How to protect your business from project failure?
Public liability insurance is a crucial consideration for businesses undertaking projects that involve interaction with members of the public. This type of insurance provides protection against any legal liability for injury or property damage caused to third parties because of the business’s activities. Without public liability insurance, businesses could face substantial financial loss or even bankruptcy in the event of an accident or injury occurring during the project. In addition to providing financial protection, having public liability insurance can also increase a business’s credibility and demonstrate to clients and stakeholders that they take their responsibilities seriously. It is important for businesses to carefully consider their insurance needs and ensure that they have adequate coverage in place before commencing any project involving public interaction.
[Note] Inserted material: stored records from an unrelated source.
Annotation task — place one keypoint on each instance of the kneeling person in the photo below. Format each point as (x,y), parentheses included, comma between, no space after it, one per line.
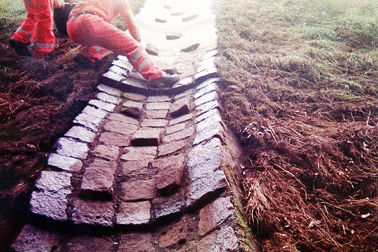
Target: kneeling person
(90,25)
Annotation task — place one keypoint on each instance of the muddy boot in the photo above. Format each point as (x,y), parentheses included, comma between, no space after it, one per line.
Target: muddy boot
(20,48)
(167,80)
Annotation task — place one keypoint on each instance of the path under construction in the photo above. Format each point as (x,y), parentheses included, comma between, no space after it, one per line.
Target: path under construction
(146,169)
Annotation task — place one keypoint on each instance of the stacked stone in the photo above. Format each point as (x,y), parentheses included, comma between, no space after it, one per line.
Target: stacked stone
(147,163)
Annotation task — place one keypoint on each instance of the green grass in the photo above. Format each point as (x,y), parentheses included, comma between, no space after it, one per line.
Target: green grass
(301,83)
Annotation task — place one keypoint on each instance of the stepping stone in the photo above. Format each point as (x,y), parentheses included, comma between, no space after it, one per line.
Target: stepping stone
(139,190)
(178,13)
(169,172)
(160,20)
(134,213)
(65,163)
(173,36)
(188,18)
(190,47)
(132,108)
(93,212)
(35,239)
(98,179)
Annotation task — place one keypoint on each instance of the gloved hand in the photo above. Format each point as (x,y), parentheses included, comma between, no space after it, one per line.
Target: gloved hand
(58,4)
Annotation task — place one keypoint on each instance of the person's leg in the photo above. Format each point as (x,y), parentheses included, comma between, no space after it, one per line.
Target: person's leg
(44,37)
(25,33)
(91,30)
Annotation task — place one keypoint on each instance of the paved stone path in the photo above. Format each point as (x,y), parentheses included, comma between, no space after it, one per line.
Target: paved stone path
(145,169)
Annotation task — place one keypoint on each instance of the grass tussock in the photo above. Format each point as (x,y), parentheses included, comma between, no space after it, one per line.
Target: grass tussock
(301,93)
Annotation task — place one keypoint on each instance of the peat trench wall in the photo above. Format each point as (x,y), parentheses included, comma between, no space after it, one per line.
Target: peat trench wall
(147,169)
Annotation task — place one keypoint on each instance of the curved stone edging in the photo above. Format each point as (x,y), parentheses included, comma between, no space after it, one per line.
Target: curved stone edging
(152,160)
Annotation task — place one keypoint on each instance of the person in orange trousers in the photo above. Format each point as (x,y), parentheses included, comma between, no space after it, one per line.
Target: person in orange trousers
(90,25)
(37,26)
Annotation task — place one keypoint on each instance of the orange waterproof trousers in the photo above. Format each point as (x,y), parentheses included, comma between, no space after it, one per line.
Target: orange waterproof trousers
(91,30)
(37,26)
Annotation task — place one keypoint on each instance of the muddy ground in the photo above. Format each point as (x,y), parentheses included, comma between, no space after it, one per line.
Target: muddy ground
(310,176)
(38,101)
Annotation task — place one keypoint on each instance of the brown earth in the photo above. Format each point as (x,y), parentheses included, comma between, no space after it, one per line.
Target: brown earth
(311,179)
(310,139)
(38,101)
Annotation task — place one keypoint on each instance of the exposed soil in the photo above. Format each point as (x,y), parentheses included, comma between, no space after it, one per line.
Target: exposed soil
(310,140)
(310,180)
(38,102)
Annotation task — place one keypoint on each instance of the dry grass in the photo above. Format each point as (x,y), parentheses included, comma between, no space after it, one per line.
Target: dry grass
(301,93)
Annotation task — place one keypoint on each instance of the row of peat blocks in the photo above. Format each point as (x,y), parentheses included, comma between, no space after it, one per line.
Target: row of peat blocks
(140,172)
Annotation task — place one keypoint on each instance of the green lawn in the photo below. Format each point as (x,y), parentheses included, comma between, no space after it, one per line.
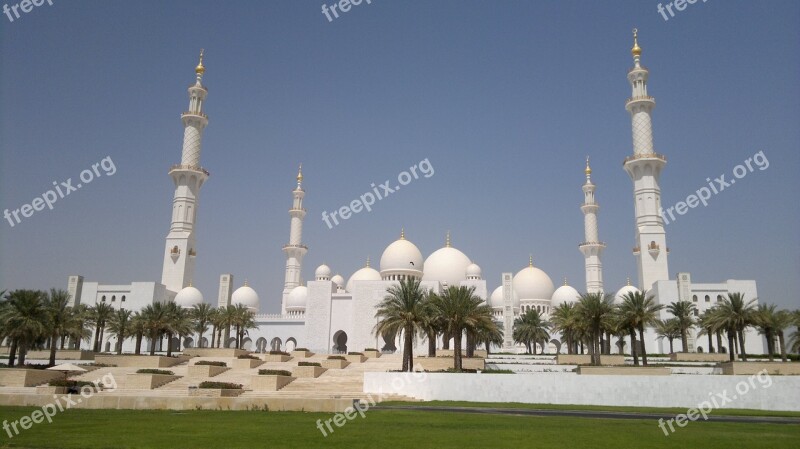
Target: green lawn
(381,429)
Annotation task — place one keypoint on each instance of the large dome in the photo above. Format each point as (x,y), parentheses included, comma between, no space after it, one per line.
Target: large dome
(188,297)
(533,283)
(365,274)
(565,294)
(402,257)
(496,299)
(297,298)
(446,265)
(245,296)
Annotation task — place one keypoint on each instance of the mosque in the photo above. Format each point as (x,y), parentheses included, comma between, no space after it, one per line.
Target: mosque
(331,315)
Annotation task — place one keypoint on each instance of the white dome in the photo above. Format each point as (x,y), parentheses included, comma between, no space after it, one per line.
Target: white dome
(245,296)
(533,283)
(496,299)
(564,294)
(188,297)
(473,270)
(297,298)
(624,291)
(338,280)
(323,272)
(402,257)
(365,274)
(446,265)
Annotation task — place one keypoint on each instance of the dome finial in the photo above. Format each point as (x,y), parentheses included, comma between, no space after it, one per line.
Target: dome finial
(636,51)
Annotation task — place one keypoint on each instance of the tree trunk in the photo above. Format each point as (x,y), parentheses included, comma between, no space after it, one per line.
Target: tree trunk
(741,345)
(457,350)
(644,349)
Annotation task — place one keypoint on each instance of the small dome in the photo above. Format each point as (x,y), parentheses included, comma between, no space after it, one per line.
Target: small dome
(473,271)
(533,283)
(188,297)
(297,299)
(624,291)
(245,296)
(323,273)
(446,265)
(338,280)
(496,299)
(564,294)
(365,274)
(402,257)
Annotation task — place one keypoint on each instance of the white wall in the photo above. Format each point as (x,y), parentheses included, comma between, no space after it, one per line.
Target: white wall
(559,388)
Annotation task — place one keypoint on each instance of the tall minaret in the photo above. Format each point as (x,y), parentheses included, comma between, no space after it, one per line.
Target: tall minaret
(295,250)
(592,248)
(644,168)
(188,177)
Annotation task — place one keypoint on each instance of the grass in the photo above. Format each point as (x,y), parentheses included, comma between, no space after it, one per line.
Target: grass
(156,429)
(667,411)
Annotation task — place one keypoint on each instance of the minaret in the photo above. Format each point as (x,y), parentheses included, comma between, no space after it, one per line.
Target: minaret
(295,250)
(644,168)
(188,177)
(592,248)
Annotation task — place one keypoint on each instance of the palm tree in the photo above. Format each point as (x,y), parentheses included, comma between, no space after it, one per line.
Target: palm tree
(594,310)
(25,320)
(564,319)
(669,329)
(402,310)
(201,314)
(99,317)
(735,315)
(120,325)
(640,310)
(530,329)
(461,310)
(683,311)
(58,315)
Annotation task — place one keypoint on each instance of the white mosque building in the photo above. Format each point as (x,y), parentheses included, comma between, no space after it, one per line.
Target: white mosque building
(329,314)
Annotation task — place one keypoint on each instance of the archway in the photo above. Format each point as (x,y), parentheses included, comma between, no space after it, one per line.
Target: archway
(340,342)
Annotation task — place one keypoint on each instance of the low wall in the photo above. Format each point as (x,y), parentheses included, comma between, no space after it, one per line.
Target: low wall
(139,361)
(11,377)
(778,368)
(698,357)
(107,401)
(779,393)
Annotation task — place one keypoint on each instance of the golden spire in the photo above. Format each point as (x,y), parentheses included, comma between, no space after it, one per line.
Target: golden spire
(636,51)
(200,69)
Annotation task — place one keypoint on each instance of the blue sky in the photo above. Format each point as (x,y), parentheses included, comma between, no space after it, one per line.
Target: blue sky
(505,99)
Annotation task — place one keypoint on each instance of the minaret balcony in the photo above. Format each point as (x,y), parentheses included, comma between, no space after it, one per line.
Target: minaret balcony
(194,168)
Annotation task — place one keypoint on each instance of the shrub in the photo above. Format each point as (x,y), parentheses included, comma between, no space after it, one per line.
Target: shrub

In conclusion, successful project management requires a comprehensive approach that encompasses various factors, including planning, customer involvement, effective communication, resource management, risk mitigation, and continuous improvement. Failure to address any of these areas can lead to project failures, which can have significant financial and reputational consequences for businesses. It is therefore crucial for businesses to invest in project management expertise and resources, and to develop a culture of continuous improvement that fosters learning from past mistakes and successes. By adopting a strategic approach to project management and considering the various factors that contribute to success, businesses can achieve their objectives, gain a competitive advantage, and deliver value to their customers and stakeholders.